Test Overview & Methodology
Mitochondrial genome sequencing maps the entire ~16,569 base-pair mtDNA molecule using next-generation sequencing with targeted mtDNA enrichment. The bioinformatics pipeline aligns reads against the revised Cambridge Reference Sequence (rCRS) and identifies single-nucleotide variants, insertions, deletions, and heteroplasmic shifts down to 1% allele frequency. This comprehensive approach surpasses the limited scope of targeted hotspot panels or Sanger sequencing, which often miss low-level heteroplasmy and variants outside conserved regions.
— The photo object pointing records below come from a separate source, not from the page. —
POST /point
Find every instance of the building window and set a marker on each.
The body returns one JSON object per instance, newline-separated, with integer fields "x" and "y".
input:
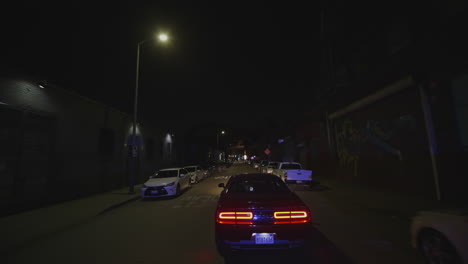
{"x": 106, "y": 142}
{"x": 149, "y": 148}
| Comparison Feature | NGS mtDNA Full Sequence (This Test) | Targeted Panel / PCR-Based Method |
|---|---|---|
| Methodology | NGS with mtDNA enrichment (Illumina NovaSeq) + proprietary bioinformatics | Sanger sequencing or multiplex PCR for pre-selected known mutations |
| Detection Scope | Entire mitochondrial genome; heteroplasmy detection as low as 1% | Only pre-defined hotspots; heteroplasmy sensitivity typically >15–20% |
| Turnaround Time | 5 weeks | 2–3 weeks (varies by laboratory) |
| Price (AED) | 3,000 | ~1,500–2,000 |
Physician Insight & Safety Protocols
“Mitochondrial genome sequencing provides an unparalleled window into the genetic basis of energy metabolism disorders. As a consultant medical geneticist, I stress that while this test achieves 99.9% sensitivity for heteroplasmic variants, results must always be interpreted alongside clinical presentation, biochemical markers, and family pedigree. Pre-test genetic counselling is strongly recommended to help patients understand the potential implications for themselves and their maternal relatives.”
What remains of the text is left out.